Rock and Roll novels aren’t exactly a dime a dozen in Canadian literature, but after inhaling Ray Robertson’s Moody Food over the last week or so I’m beginning to wonder why. In fact, after finishing the last page of this roller-coaster ride of a book, I was struck by a rather odd conundrum: how on Earth could a novel like Whale Music by Paul Quarrington, a rock and roll novel that I found daft and obvious and missing a core sense of seriousness, go on to win a Governor General’s Award, while Moody Food, which is richer, funnier, more profound and better written, just sort of slipped off the charts without much notice? Call me crazy, but I think the critics really dropped the ball on that one.
Moody Food is set in the 1960s and tells the story of Bill Hansen, an earnest young man living in Toronto’s (at the time) hippy-infested Yorkville neighbourhood, who finds himself roped into the rock and roll lifestyle by the mysterious and alluring Thomas Graham (loosely based on musician Gram Parsons). Together with Bill’s girlfriend Christine, another girl named Heather, and a witless on-again-off-again alcoholic named Slippery Bannister, Bill and Thomas form the alt-country musical group The Duckhead Secret Society. The novel details the band’s rise and fall – from playing in a sketchy dive in east-end Toronto and signing on with an excitable record producer from the United States to their maniacal tour of bars and taverns in heartland U.S.A. and their ultimate meltdown during a show in Los Angeles. Along the way, we see all of the tropes of a quintessential rock and roll story: Bill and Thomas unbraiding over their dependence on increasingly stronger narcotics (a real rainbow spectrum, actually – from the groovy green of marijuana to the soul-graying shoot-ups of heroin); the band squabbling over their creative direction; and more than a couple of free-love infidelities.

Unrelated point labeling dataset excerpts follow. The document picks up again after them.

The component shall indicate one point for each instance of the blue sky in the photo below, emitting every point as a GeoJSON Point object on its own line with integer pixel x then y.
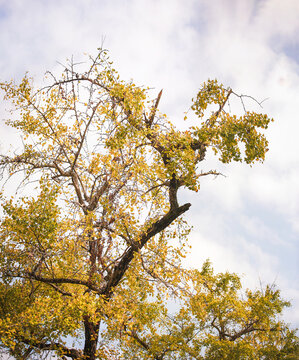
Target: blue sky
{"type": "Point", "coordinates": [248, 221]}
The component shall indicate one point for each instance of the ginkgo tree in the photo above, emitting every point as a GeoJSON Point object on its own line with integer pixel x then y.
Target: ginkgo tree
{"type": "Point", "coordinates": [91, 255]}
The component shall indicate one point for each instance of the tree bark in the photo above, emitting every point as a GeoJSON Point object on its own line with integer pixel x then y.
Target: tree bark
{"type": "Point", "coordinates": [91, 339]}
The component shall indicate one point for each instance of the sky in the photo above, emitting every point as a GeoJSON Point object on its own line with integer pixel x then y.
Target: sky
{"type": "Point", "coordinates": [248, 220]}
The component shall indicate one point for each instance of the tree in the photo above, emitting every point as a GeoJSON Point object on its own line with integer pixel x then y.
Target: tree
{"type": "Point", "coordinates": [92, 255]}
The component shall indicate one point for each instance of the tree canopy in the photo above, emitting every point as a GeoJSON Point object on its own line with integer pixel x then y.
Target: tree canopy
{"type": "Point", "coordinates": [94, 252]}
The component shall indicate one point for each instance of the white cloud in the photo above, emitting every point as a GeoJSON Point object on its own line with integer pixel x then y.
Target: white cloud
{"type": "Point", "coordinates": [176, 45]}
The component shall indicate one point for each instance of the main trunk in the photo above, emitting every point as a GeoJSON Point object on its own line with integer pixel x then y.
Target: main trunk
{"type": "Point", "coordinates": [91, 339]}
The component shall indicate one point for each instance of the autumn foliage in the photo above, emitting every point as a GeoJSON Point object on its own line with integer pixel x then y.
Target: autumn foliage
{"type": "Point", "coordinates": [91, 260]}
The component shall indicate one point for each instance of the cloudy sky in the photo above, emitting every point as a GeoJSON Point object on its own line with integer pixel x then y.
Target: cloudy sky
{"type": "Point", "coordinates": [248, 221]}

This really should be the kind of novel a guy like me poo-poos, a novel ready to fall victim to cardboard characters, predictable plot twists and mewling nostalgia. But oh man, Robertson would have absolutely none of it. This guy writes within an insane sort of zest, a deep love for the freedom of a blank page, and with a dedicated attempt to renounce dullness with every sentence. The whole believability and forward momentum of Moody Food hinges on Bill’s voice and character, our sense of who he is both morally and personality-wise – and Robertson absolutely nails it. He is relentless in getting this story out and pointing to both the humour and the sadness contained within.
One of this book’s great strengths is that Robertson, who was born in 1966, is able to write about the sixties without sentimentalizing it, without succumbing to a sort of Baby Boomer exceptionalism in the mind of his protagonist. He gives us Bill and Bill’s era, warts and all. He captures the unwashed energy of Yorkville at the time, but also alludes to the impenetrably posh neighbourhood it would become. He weaves in the hits of the day as a kind of background music in the novel without making them feel exploitative or tacked on. And he places The Duckhead Secret Society in context with the greater rock milieu of the time; there is even a wholly believable run-in at one point with Jim Morrison and The Doors.
I shutter to think how much research and effort it would have taken Robertson to build this novel from the ground up and make it feel like a part of rock and roll history, but he has done so admirably. The moments of comedy in Moody Food are well-balanced with the moments of seriousness. And I don’t say this about many novels, but this one truly did linger with me long after I finished the last page. Bravo.